Castletown vicar Jules Gomes is one of a handful invited to join a task group on intentional evangelism established by the Archbishop of Canterbury Justin Welby to address the issue of falling congregations.
Dr Gomes visited Lambeth Palace in March for the first meeting of the group, headed by the Archbishop, which comprises three diocesan bishops and 10 practitioners in different fields from England. Coming from the island, Dr Gomes is the only person from outside the UK on the committee.
He said: ‘It was a huge privilege to represent the Isle of Man in a very unique manner to fulfil one of the most demanding tasks of the church in the 21st century.’
Dr Gomes was invited, he said, because he has a reputation for being prepared to challenge convention.
The Archbishop is ‘hugely inspirational’ and a person who ‘knows how to get the job done’, said Dr Gomes. ‘He described the Church of England as reluctant to take risks.
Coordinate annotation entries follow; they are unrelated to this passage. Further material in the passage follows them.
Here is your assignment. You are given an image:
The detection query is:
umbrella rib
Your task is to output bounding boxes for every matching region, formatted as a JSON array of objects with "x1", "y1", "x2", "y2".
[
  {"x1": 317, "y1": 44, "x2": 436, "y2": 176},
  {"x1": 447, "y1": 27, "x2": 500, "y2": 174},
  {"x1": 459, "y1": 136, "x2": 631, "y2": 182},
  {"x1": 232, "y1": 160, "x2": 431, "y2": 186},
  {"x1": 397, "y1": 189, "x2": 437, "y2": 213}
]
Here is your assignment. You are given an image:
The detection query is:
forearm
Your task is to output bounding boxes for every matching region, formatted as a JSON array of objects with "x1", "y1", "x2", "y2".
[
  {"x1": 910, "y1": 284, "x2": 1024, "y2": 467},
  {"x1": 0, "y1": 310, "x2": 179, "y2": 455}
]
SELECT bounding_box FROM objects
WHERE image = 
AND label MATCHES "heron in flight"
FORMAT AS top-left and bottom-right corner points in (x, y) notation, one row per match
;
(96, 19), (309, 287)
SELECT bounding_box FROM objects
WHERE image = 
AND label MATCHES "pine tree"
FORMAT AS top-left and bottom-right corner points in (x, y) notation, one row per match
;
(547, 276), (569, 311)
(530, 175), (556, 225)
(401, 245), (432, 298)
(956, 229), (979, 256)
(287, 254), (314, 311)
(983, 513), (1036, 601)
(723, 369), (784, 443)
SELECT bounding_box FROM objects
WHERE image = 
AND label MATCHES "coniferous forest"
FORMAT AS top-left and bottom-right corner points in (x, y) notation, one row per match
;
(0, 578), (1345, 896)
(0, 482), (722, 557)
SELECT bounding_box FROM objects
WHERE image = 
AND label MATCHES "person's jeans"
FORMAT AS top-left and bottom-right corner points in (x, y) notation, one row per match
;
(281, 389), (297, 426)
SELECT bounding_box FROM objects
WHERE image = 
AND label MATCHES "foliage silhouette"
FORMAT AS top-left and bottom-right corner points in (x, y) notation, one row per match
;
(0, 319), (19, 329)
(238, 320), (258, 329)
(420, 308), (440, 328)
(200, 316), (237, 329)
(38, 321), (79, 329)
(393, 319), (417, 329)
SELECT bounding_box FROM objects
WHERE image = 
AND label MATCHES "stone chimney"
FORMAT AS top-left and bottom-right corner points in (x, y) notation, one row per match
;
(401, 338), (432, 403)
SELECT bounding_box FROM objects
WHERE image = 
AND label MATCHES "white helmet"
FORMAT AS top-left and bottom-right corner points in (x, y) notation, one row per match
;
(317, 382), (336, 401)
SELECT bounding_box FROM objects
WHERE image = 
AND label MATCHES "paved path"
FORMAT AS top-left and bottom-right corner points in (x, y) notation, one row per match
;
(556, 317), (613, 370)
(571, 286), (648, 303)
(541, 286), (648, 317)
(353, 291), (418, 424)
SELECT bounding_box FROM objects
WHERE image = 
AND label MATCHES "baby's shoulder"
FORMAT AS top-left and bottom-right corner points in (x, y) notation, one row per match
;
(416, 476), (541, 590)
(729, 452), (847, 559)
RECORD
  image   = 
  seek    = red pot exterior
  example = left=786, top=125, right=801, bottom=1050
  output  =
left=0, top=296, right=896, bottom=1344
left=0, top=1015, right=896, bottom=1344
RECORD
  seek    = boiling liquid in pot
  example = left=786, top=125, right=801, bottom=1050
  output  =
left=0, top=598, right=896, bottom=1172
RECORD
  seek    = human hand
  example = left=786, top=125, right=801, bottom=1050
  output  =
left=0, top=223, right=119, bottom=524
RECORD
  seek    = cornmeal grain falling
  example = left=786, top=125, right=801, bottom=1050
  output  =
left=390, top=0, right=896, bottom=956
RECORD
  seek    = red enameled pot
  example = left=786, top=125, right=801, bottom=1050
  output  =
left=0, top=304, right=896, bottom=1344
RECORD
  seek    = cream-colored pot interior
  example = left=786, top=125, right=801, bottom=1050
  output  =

We don’t like to celebrate success and we are afraid of the word failure, he said. ‘And do we muddle along achieving nothing, he said.’
Dr Gomes added the Archbishop said: ‘It was the job of this task group to do all they could to see a culture change in the Church of England when it came to evangelism and a desire to see every church, every Christian embrace their calling and commitment to be those who proclaim the good news of Jesus Christ.’
Falling numbers are not a problem for Dr Gomes, who has seen his congregation at St Mary’s on the Harbour quadruple since he became vicar in Castletown in October 2012.
Some statistics suggest that since 1940, no diocesan Bishop upon retirement had seen the number of people going to church in their diocese rise. If this was true, every single diocesan Bishop had presided over decline.
‘One of the reasons we are bucking the trend is because we don’t dumb down our services and our teaching.
‘We aim to be excellent in everything we do. God deserves the best and the people of the Isle of Man deserve the best,’ he said.
‘The most exciting factor is that from no children at services we now have 17 to 20 children taking a full part each Sunday at our main services.
‘We don’t patronise them but treat them with the respect they deserve.’
The church is now seeking ways of extending the building to cope with the growing numbers in the congregation.
‘We share a common interest in the well being of us all. We need to partner with people inside and outside the church because ultimately this is for the well being of us all. It’s engaging with the best of what society is all about and has to offer – cultural, philosophical, scientific, artistic and literary – all that makes life worth living,’ said Dr Gomes.
‘I would love to make the church a safe place to do risky things for God. Let’s take risks. It doesn’t matter if we fail. We can learn from failure as much as we learn from success.’